The Happiness Theory: Insights from a Japanese Christmas Party.
Mariia Vabulnik
1/6/2024

Envision a typical Christmas gathering scene in a Japanese university classroom. As each person speaks their turn, the rest remain silent and attentive. The atmosphere is often tense, providing, however, an opportunity to refine your thoughts.
I found myself leading off. “This was a very happy year for me…” I began. My words sparked confusion among my peers. We seldom openly respond to others’ remarks, yet, surprisingly, my statement ignited a series of confessions. “This year was just tough…I find myself constantly struggling. I can’t find anything to be happy about”, “I aspire to be as upbeat as Mariia, but facing thesis deadlines/ uncertain futures/ career hurdles/ plummeting yen, how is it possible?”
Here, I must dispel a crucial misinterpretation: my life is far from idyllic. I surely struggle with academic and career challenges, face indifference from friends, broken heart from lovers who leave me, and jeans that no longer fit. The fall of yen affects me too, and the global politics, so alarmingly close to catastrophe, drives me crazy. I do agonize over these issues, lament about my failures, and occasionally shed tears at night.
Like anyone else, I’m busy, I struggle, and I’m betrayed… and yet, I feel an unmistakable sense of happiness. I am not happy about these hardships, they just don’t diminish that inner feeling.
In fact, I hold the belief that the world is not designed to be neither fair nor kind. It doesn’t owe us anything. Some may call it low expectations, but it doesn’t necessarily have to be that pessimistic. On the contrary, I find magic in this idea.

So, what is so great about my life?
Here’s my equation. When good fortune comes, I treat it as a delightful surprise, cherishing each act of kindness and minor triumph: “I did some work and got payed! How marvelous!” Conversely, misfortunes aren’t detriments; they simply exist. A failure is a failure. A chance to learn or a story to tell to your grandchildren.

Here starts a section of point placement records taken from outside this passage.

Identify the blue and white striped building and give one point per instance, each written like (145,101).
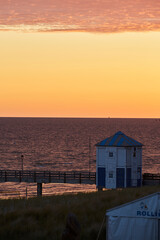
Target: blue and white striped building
(119,162)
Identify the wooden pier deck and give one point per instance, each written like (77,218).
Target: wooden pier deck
(39,177)
(71,177)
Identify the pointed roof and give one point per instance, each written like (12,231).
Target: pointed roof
(119,139)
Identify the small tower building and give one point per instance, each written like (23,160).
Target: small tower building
(118,162)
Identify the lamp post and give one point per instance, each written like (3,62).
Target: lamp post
(22,157)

Take my recent incident with a harassing professor. So many tears of anger it brought; this story surely did not contribute to my happiness. Neither did it detract from it. But finding the strength to stand against this injustice? That scores a ten! a courageous step towards a better world. Or perhaps I chose to forget about it and move on — making that decision, whether right or wrong, holds significant value as well.
Ultimately, I view myself the opposite of what my classmates claimed me to be: more of a pessimist than an optimist.
I do not expect neither the world to be fair, nor people to be necessarily nice to me. And that’s what makes genuine acts of goodwill so precious. Why don’t we appreciate them more?
Perhaps the issue lies in the definition. To me, happiness isn’t about constant joy or a life free from struggles. It’s about embracing a broader perspective. That’s why it seems so straightforward to me.
The only blind spot of my theory is the causality. The classic dilemma: which comes first, the chicken or the egg?